Murió un año después que Santiago, y el suyo fue un lento declinar. Primero, abandonó sus caminatas por el barrio; después, dejó de salir de su cuarto; luego ya no caminaba siquiera dentro de su alcoba y, por último, no se levantaba de la cama. Fue como el proceso de un niño, pero al revés. Su mundo se fue reduciendo, hasta que sólo quedaron sus gestos, las manos delicadas que nos daban su última bendición.

Cuando posó las manos en mi cabeza, sentí que sus fuerzas la abandonaban y recé porque lo poco que quedaba sobreviviera en mí. Quería ser su hija, la continuación de su vida.

El Espíritu Santo nos indicó dónde debíamos enterrarla: en una cueva al pie del monte de los Olivos. En solemne procesión, llevamos su litera por la empinada pendiente de la colina de Jerusalén y a media altura de la ladera del monte.

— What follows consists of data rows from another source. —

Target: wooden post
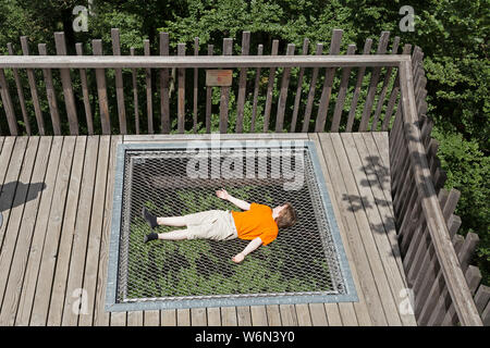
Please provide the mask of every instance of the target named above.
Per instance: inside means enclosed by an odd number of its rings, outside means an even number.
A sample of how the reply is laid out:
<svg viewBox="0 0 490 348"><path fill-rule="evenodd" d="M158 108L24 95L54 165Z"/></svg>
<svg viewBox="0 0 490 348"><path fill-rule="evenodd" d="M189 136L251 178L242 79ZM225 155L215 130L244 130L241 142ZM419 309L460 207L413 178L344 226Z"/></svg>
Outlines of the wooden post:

Miré hacia lo alto, a los oscuros cipreses que se mecían con el viento. El Espíritu tenía razón en conducirnos hasta allí; aquel lugar poseía una solemnidad natural. Tal como nos había revelado, una gruta se abría más allá de los árboles. Los porteadores depositaron la litera delante de la entrada, y nos reunimos en torno a ella.

Por encima de la mortaja, habíamos tendido un paño mortuorio de color azul, tan intenso como el azul del cielo matutino. Yo estaba cerca del féretro. Pronto fueron tantos los que venían siguiéndonos desde la ciudad, que atestaron el olivar cercano a la gruta.

Simeón, el sobrino de María, se apostó a los pies del féretro y condujo la ceremonia. Simeón era hijo de Clofas, el hermano de José, y ya había cumplido los cincuenta. He oído decir que lo «eligieron» cabeza de la Iglesia en sustitución de Santiago, pero no es cierto. Se eligió a sí mismo, y nosotros consentimos en ello. Parecía ser un buen hombre, y algunos de nosotros aún nos aferrábamos a la idea de que los parientes consanguíneos de Jesús compartían algo de su magia.

—Preciosa a los ojos de Dios es la muerte de Sus santos —entonó las palabras de un salmo—. María era una santa preciosísima para el Señor. —Simeón se inclinó y besó el paño mortuorio.

Entonces los porteadores levantaron la litera y la llevaron al interior de la gruta, mientras el resto de nosotros aguardábamos a la luz deslumbrante de la mañana, con los ojos anegados en lágrimas.